En el desierto absoluto, una choza empequeñecida por su soledad.
Como solo ser viviente a la vista, un chancho. Alrededor de la
estaca, a la cual una soga lo retiene, el suelo, endurecido por
traqueteo de pezuñas, forma un círculo que brilla. Dentro del círculo,
como agujero en una moneda, hay un charco mal oliente.
Intenso calor pesa en la atmósfera; bajo el matiz ceniciento de un
cielo tormentoso, nubes de plomo se arrastran con pereza, y una quietud
silente abruma el mundo.
El chancho, inquieto, trota en su área hasta que el cansancio le echa
en el barro, donde su vientre, lleno de inmundos apetitos, se
sobresalta en sacudimientos de risa satisfecha.
Eructa de contento, y su nariz adquiere la movilidad de un ojo.
En el interior de la choza, sobre tarima cubierta de harapos, un hombre duerme un sueño tartamudo.
Por entre el embotamiento de sus sentidos percibe la vida exterior.

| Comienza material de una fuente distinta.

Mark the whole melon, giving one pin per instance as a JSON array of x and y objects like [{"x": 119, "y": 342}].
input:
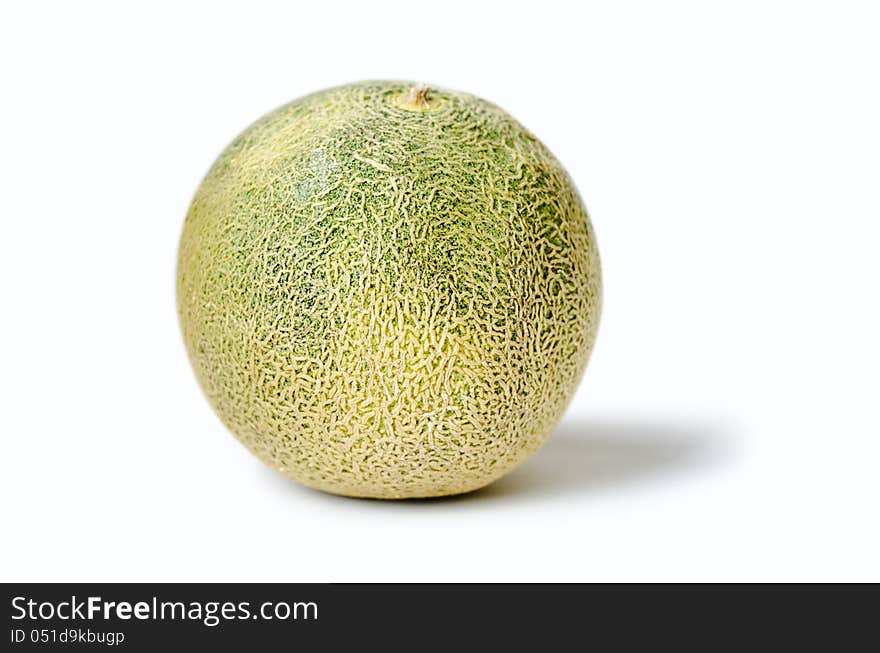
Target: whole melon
[{"x": 389, "y": 290}]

Sabe que sueña, sin que su voluntad sea capaz de arrancarle al mundo
aluciente que le obceca.
Gruesas gotas de sudor corren por su cuerpo, produciendo cosquilleo
desagradable. A veces, con impaciencia, se rasca, y la piel ostenta
largas estrías rojas.
El grosero tejido, sobre el cual su cuerpo sufre, irrita su
epidermis; las moscas revolotean en torno, posándose luego sobre su
rostro, para recorrerlo en líneas quebradas y ligeras, cuya tenuidad
exaspera el cutis; y cuando la mueca refleja las espanta, retornan a su
volido, cuya nota untuosa es aún tortura.
En un rincón del cuarto, las dos piedras con que el ermitaño muele su trigo sudan presagiando agua.
En la inconsciencia de su letargo, el monje persigue imágenes lascivas, y un episodio juvenil revive en él idénticamente.
Su sueño escalona recuerdos en orden sucesivo, y el acto que había de
fijar su vida en el camino de la santidad perdura en su sexo con toda
la intensidad, suavísima, del contacto femenil.